The legendary photographs of Marilyn Monroe from Bert Stern’s “The Last Sitting” are the subject of this exhibition at Staley-Wise Gallery. Indeed, very few photo shoots are legendary, one above all the others checks all the boxes : Marilyn Monroe and Bert Stern at the Bel Air Hotel for VOGUE in 1962.
This is why we dedicate today’s entire edition to this true gem which would be without doubt impossible to create today, told in the words of Bert Stern.
Bert Stern’s contract at VOGUE allowed him to photograph 10 pages of his own choice in the magazine. He chose to photograph Marilyn and the shoot took place at the Hotel Bel-Air in Los Angeles in June 1962. Marilyn died shortly after on August 4, 1962 at the age of thirty- six and these photographs became known as “The Last Sitting”. In the intervening years her considerable fame has taken on mythic proportions, and it has been photographs which have fanned the flame of her celebrity.

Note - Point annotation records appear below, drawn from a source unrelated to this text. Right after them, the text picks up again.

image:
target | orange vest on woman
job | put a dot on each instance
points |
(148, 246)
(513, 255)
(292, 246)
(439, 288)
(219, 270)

This exhibition is comprised of 60 photographs selected and printed by Bert Stern in 2007 immediately following the success of the exhibition “Bert Stern: La Dernière Séance” in 2007 at the Musée Maillol in Paris, France – the first solo museum exhibition by the photographer. The works in this exhibition at Staley-Wise Gallery then travelled to the Instituto Rio in Rio de Janeiro, Brazil (2007), Centro Cultural de Cascais in Portugal (2011), the Forte Di Bard in Valle d’Aosta, Italy (2012), and The Musée Toulouse-Lautrec in Albi, France (2015). This is the first time that these works have been exhibited collectively at Staley-Wise Gallery and the exhibition commemorates the 60th anniversary of when they were taken.
The photographs of Marilyn Monroe turned her into the universal icon she has become, and the desire to see more imagery seems unstoppable. From LIFE to VOGUE, and from unknown press photographers to the acknowledged geniuses of the profession, each has captured an aspect of Marilyn and this work has gone to the heart of a vast public. She gave her time generously, perhaps on some level knowing this was the true route to stardom, following the example of Garbo and Dietrich, whose photographs by Hurrell, Bull, and others synthesized their allure and popularized their image.

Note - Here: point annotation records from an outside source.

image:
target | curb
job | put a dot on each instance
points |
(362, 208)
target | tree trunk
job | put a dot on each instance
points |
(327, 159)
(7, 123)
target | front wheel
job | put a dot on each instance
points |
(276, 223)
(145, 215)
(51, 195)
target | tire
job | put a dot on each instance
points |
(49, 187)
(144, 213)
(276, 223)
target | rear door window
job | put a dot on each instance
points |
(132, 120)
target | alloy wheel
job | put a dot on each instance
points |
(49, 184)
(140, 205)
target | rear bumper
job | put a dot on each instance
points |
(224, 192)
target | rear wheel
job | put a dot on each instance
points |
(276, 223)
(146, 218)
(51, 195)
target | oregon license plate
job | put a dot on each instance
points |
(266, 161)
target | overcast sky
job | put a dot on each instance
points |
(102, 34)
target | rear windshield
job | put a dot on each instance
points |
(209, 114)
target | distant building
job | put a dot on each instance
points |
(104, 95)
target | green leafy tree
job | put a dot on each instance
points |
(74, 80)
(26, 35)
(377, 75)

Bert Stern began his career as a mailroom boy at Look Magazine. The launch of his career would coincide with his iconic and legendary campaign for Smirnoff Vodka in 1955. With the brilliance of that work, he became a star in the world of advertising. Editorial work followed and working for VOGUE put Bert Stern at the pinnacle of his career in the 1960’s. Sought-after by Madison Avenue, Hollywood, and the international fashion scene for decades, Stern became the prototype of the fashion photographer as the embodiment of glamour- a legend himself.

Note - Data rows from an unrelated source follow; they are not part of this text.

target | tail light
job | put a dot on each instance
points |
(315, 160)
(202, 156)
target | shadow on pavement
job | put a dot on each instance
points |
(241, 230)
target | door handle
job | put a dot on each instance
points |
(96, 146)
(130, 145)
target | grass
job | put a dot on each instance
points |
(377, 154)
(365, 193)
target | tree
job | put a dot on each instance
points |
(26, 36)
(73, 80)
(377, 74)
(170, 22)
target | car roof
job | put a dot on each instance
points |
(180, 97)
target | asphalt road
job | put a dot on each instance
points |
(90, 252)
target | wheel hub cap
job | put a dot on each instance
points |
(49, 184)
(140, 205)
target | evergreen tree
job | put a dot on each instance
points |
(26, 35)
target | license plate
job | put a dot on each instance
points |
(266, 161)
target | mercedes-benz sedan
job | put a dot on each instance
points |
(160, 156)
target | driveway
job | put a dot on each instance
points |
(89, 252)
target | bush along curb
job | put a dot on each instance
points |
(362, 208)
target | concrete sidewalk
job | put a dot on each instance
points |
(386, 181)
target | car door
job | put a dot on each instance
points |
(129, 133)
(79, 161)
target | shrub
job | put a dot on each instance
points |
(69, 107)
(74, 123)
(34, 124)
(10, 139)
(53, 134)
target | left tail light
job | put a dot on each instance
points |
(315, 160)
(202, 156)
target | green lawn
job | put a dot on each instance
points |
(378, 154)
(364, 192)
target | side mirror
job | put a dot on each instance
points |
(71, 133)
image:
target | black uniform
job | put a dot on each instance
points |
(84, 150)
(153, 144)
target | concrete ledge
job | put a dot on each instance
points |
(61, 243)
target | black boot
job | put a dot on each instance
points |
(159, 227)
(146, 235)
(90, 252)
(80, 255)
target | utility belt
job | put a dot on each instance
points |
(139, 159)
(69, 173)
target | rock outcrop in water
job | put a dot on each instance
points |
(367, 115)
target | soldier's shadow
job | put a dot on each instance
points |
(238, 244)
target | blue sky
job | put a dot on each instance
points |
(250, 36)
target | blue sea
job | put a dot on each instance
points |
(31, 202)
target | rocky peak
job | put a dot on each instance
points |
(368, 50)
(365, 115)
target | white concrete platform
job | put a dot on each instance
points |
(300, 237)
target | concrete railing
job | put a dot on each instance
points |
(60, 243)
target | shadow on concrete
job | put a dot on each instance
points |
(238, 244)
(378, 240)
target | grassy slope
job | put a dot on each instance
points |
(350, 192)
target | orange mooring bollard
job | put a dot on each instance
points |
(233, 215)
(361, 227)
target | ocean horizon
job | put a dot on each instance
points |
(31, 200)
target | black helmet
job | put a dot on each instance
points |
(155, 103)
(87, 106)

Stern’s photographs have been exhibited at and/or are included in the permanent collections of the Metropolitan Museum of Art and the Museum of Modern Art in New York, the Houston Museum of Fine Arts in Texas, The Montreal Museum of Fine Arts in Canada, The J. Paul Getty Museum in California, the Musée Maillol in France, and the Hermitage Museum in Russia. Bert Stern died in 2013.